Something else I also noticed throughout the journey is that everyone is really angry and cross. All of the time. Each of the 6 trains I caught had some angry on it, waiting for it or just angry at having to work out if it was going to where they were going. CHELTENHAM!!! IS THIS THE TRAIN FOR CHELTENHAM!!! CHELTENHAM!!!  Angry people shouted in the street at 1 in the morning outside my window. 2 Angry Welshman were angry about vegetarians for reasons that had nothing to do with the shin of beef they were freely enjoying. The sad and lonely contributors to the nets premier Peterborough United forum were angry at a nil-nil draw. Anger at having to pay cash in a Starbucks because THE MACHINE WAS BROKEN. Angry angry angry…


Angry statue
There’s nothing wrong with being angry…but at least be angry about something worthwhile. Be angry that the education of the next generation that we will in our dotage rely on to do stuff for us is being lead by a donkey.  Be angry that 20 years of “don’t build those nasty new homes near me/ do you know what my house is worth” have left a generation with no chance of buying their own. Be angry that this leaves you stuck between smug buy-to-let wannabes and the pointless drip of agent’s fees. Be Angry about the ruining of something good or the loss of something irreplaceable. Be angry that you are so reliant on a piece of technology that didn’t exist 20 years ago that you can’t catch a train or pay for coffee without it. Don’t be angry just because you've been midly inconvenienced and now have to speak to another human being.

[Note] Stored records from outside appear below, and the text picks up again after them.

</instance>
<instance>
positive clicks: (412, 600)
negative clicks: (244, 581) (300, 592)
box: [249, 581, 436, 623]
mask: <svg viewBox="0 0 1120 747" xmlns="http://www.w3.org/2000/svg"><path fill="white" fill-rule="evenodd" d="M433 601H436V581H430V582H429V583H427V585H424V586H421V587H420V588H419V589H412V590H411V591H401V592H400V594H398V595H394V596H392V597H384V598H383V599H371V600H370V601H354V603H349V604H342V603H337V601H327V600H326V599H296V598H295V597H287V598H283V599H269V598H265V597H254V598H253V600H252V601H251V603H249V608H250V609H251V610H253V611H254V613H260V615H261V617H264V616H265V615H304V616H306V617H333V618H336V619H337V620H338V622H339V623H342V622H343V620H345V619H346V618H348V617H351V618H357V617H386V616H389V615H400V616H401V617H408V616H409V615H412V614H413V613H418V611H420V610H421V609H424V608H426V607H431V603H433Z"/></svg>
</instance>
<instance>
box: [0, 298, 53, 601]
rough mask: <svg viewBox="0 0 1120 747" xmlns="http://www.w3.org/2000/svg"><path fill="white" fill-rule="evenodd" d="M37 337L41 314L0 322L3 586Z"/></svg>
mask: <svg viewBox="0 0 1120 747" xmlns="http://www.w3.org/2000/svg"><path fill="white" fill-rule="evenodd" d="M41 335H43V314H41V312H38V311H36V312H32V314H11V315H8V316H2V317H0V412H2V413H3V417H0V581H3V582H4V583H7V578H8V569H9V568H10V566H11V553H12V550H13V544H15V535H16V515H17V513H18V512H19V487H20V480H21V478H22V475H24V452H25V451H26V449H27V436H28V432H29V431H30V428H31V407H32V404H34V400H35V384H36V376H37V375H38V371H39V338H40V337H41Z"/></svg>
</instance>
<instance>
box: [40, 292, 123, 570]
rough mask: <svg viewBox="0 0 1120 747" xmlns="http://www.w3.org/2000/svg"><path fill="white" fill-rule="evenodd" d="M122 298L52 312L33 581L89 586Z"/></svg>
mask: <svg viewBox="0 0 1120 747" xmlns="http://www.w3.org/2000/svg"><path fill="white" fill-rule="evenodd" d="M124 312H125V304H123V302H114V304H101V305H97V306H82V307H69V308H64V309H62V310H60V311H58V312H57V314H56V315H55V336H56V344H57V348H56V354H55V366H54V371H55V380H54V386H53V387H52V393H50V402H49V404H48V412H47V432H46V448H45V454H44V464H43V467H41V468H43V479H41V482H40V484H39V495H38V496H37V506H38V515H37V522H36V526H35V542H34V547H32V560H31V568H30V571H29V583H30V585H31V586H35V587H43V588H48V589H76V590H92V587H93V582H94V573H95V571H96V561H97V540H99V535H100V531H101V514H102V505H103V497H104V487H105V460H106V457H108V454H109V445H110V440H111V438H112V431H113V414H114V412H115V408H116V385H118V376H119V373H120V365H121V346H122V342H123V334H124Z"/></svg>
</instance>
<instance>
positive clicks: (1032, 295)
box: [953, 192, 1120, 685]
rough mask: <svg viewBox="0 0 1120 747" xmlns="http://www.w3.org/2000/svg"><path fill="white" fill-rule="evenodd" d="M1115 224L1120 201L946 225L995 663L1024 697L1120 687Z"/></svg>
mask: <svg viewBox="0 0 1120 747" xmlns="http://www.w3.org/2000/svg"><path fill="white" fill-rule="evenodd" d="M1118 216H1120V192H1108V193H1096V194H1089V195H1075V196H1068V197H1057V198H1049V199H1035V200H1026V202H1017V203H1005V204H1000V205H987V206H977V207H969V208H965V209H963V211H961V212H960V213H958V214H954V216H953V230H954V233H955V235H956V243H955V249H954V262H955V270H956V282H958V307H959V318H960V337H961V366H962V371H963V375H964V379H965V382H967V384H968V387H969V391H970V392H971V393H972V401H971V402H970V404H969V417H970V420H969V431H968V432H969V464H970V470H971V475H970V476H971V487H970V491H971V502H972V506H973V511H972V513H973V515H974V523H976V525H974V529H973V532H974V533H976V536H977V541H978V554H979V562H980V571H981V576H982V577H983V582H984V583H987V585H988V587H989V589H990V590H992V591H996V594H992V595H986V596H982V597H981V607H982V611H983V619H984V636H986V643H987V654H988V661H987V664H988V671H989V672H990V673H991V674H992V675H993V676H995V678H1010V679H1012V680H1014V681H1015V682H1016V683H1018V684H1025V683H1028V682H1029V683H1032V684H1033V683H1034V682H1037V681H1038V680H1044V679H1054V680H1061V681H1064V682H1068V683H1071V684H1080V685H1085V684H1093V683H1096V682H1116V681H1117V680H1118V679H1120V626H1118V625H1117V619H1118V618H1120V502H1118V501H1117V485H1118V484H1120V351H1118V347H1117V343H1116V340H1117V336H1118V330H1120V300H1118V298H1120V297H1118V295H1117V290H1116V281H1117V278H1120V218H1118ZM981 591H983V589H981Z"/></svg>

I guess that the point of what was supposed to be a bit of a travelogue but turned into a rant is that life has never been easier.  Which is generally a good thing – we no longer have to break our backs in health destroying labour, our homes are heated and things that would have killed us 100 years ago now give us a bit of cough.  But the easiness is also making us bland, like Bath we’re all enjoying how nice and easy everything is. We can own a Mumford’s album without leaving the house or even liking music. We can have our groceries without going to the shops and we can get angry when this doesn’t happen. Its almost as if we have to construct frustration and irritance just to feel human.

But unless there is something to provide us with a real reaction it all seems pointless.  Without modern architecture how can you realise that you like the old stuff? Without thinking about the big bad things in the world how can you know that not having phone signal is worth getting cross about?

So Bath, like a utopian society where we all have our shiny things and are all universally happy, is a great place to visit. But I wouldn’t want to live there. The fact is there are plenty of important things to get angry about so lets get angry about those and leave the card machine out of this.